Wiele serdecznych pozdrowień dla tych wszystkich, którzy będą czytali te rozważania. Najpierw przypomnijmy sobie orędzie z Bożego Narodzenia 1996. Główną myślą i sądzę, że główną intencją modlitwy w tym orędziu, wyraźnie było to, żebyśmy się zastanowili i modlili się o to, żeby objawiła się nam Boża miłość i pokój. Skoro Bóg dał nam tę łaskę, to jestem pewien, że będziemy z radością przeżywać wszystkie te orędzia, które Maryja nam dała, a które pochodzą z Ewangelii. Zatem będziemy z radością realizować nasze życie według Ewangelii, przez całą wieczność. Mam nadzieję, że o to się modliliśmy i będziemy nadal się modlić, a wtedy Bóg miłości i pokoju objawi nam Siebie. Także nie powinniśmy zapominać, że od 2 sierpnia 1987 Matka Boża modli się o tę łaskę z Mirjaną - modlą się one za tych, którzy jeszcze nie doświadczyli miłości Bożej.

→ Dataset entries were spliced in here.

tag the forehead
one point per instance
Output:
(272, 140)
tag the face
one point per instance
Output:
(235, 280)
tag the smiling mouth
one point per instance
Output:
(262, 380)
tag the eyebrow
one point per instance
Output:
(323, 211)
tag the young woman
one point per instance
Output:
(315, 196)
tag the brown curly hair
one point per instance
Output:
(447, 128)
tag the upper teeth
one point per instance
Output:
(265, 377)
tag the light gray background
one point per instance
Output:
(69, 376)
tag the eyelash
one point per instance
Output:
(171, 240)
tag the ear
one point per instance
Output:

Jeśli chodzi o widzących, w tej chwili Jakov, Ivanka, Mirjana, Vicka i Ivan są w Medjugorju. Ivan po kilku miesiącach powrócił ze Stanów Zjednoczonych, a w połowie lutego znowu będzie podróżował do Australii, gdzie z wieloma ludźmi podzieli się świadectwem o objawieniach Maryi i orędziach. Marija, która jest we Włoszech, to ta, której Maryja zaczęła dawać orędzia i czyni to aż do dzisiaj. Już przeszło dziesięć lat, odkąd Maryja przestała dawać nam czwartkowe orędzia, a zamiast tego zaczęła dawać orędzia miesięczne. Pierwsze orędzie miesięczne zostało nam dane 25 stycznia 1987 r. Marija zwierzyła się nam z czegoś, co z pewnością powinno nas wszystkich uradować. Jest w ciąży z trzecim dzieckiem i sama polecając się modlitwom, modli się za inne kobiety w ciąży. Mirjana i Ivanka są w domu i prowadzą życie rodzinne. Mirjana nadal spotyka się z Matką Bożą drugiego każdego miesiąca. Od 2 sierpnia 1987 do 2 stycznia 1997 spotkanie Mirjany z Matką Bożą pozostawało czymś bardzo, bardzo prywatnym. Nawet jej własna rodzina nie mogła z nią być na nim. Zawsze to było sprawą prywatną. Mirjana zawsze zamyka się w swoim pokoju i wtedy zaczyna modlitwę. 2 stycznia 1997 Maryja powiedziała jej, że odtąd te spotkania będą otwarte także dla innych, ponieważ do tej pory nigdy ona nie wiedziała o jakiej godzinie Matka Boża do niej przyjdzie. Ale dzisiaj to wie, ponieważ 2 lutego Maryja przyjdzie do Mirjany o godz. 11. To znowu powinno być dla nas wszystkich nowym impulsem, żebyśmy tego samego dnia o tej samej godzinie modlili się w tej samej intencji, a jest nią modlitwa za niewierzących lub raczej za tych, którzy jeszcze nie doświadczyli miłości Bożej. 27 stycznia Vicka i ja polecimy do Afryki południowej i będziemy tam aż do 15 lutego. Proszę także was, żebyście polecili tę podróż w swoich modlitwach.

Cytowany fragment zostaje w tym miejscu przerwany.